Maximize candies allocation for k children by dividing piles into sub-piles using binary search.

Problem Statement

You are given a 0-indexed integer array, candies, where each element denotes the number of candies in a pile. You can divide each pile into as many sub-piles as needed but cannot merge piles together. Your task is to allocate candies to k children such that each child receives the same number of candies, and each child can be allocated candies from only one pile.

Return the maximum number of candies each child can get.
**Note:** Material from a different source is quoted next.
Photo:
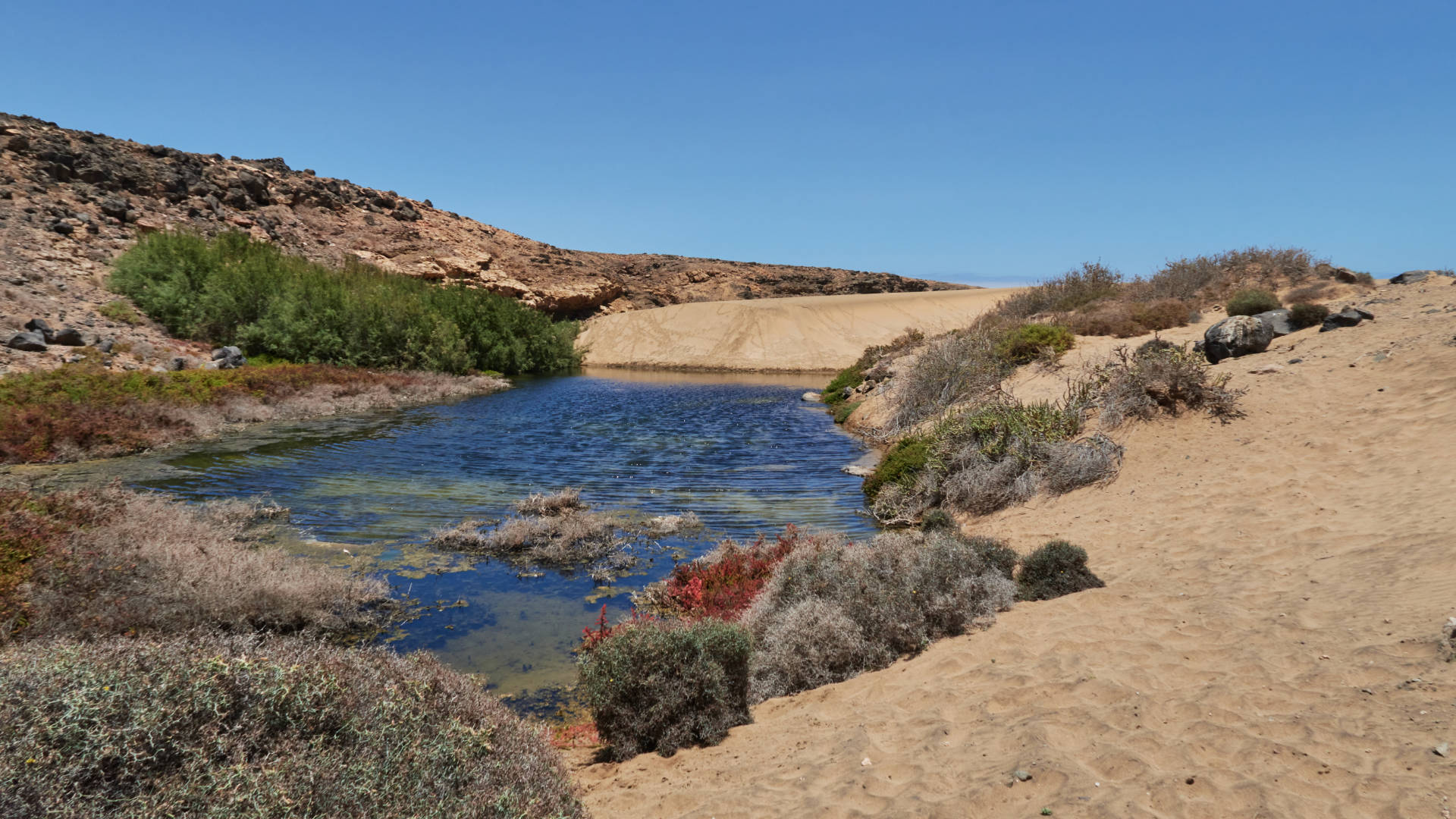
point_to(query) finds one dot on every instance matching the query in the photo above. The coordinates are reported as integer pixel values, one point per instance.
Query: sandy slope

Some piles of candies may remain unused. For a fixed number of candies c, determine if it's possible to allocate c candies to each child using binary search over the valid answer space.

Examples

Example 1

Input: candies = [5,8,6], k = 3

Output: 5

We can divide candies[1] into 2 piles of size 5 and 3, and candies[2] into 2 piles of size 5 and 1. We now have five piles of candies of sizes 5, 5, 3, 5, and 1. We can allocate the 3 piles of size 5 to 3 children. It can be proven that each child cannot receive more than 5 candies.

Example 2

Input: candies = [2,5], k = 11

Output: 0

There are 11 children but only 7 candies in total, so it is impossible to ensure each child receives at least one candy. Thus, each child gets no candy and the answer is 0.

Constraints

1 <= candies.length <= 105
1 <= candies[i] <= 107
1 <= k <= 1012

Solution Approach

Binary Search on the Answer Space

Perform binary search to find the maximum number of candies each child can receive. For a given number of candies, check if it is possible to allocate that amount to all k children. This check is done by calculating how many full allocations of candies can be made from the available piles.

Checking Feasibility for Each Candidate

For each candidate number of candies, iterate through the piles and calculate how many children can be satisfied by dividing the candies into smaller sub-piles. If the total number of children that can be satisfied is greater than or equal to k, the allocation is feasible.

Optimizing the Search Range

Adjust the binary search range based on whether the current number of candies can be allocated to all k children. Narrow the search space by focusing on the higher or lower half of the range depending on the feasibility check.

Complexity Analysis

Metric	Value
Time	O(n \log m)
Space	O(1)

The time complexity of this solution is O(n log m), where n is the number of piles and m is the maximum number of candies in any pile. The binary search reduces the problem space, while iterating through the piles takes linear time. The space complexity is O(1) since only a few variables are needed to track the search range and allocation count.

What Interviewers Usually Probe

Candidate should be able to explain binary search principles and how they apply to this problem.
Candidate must show an understanding of how to validate each candidate number of candies during the binary search.
Candidate should demonstrate clarity in adjusting the binary search range based on feasibility checks.

Common Pitfalls or Variants

Common pitfalls

Confusing the binary search logic with linear search or brute force approaches.
Failing to correctly check if a certain number of candies can be allocated to all k children.
Not properly handling edge cases like not having enough candies to distribute to all children.

Follow-up variants

What if there are fewer children than piles? In this case, the algorithm will still work but some piles will remain unused.
What if some piles have fewer candies than the required amount? The binary search will help find the maximum possible value for candy allocation.
Consider an optimized solution that minimizes redundant calculations during the binary search process.

FAQ

What is the maximum number of candies each child can get in the 'Maximum Candies Allocated to K Children' problem?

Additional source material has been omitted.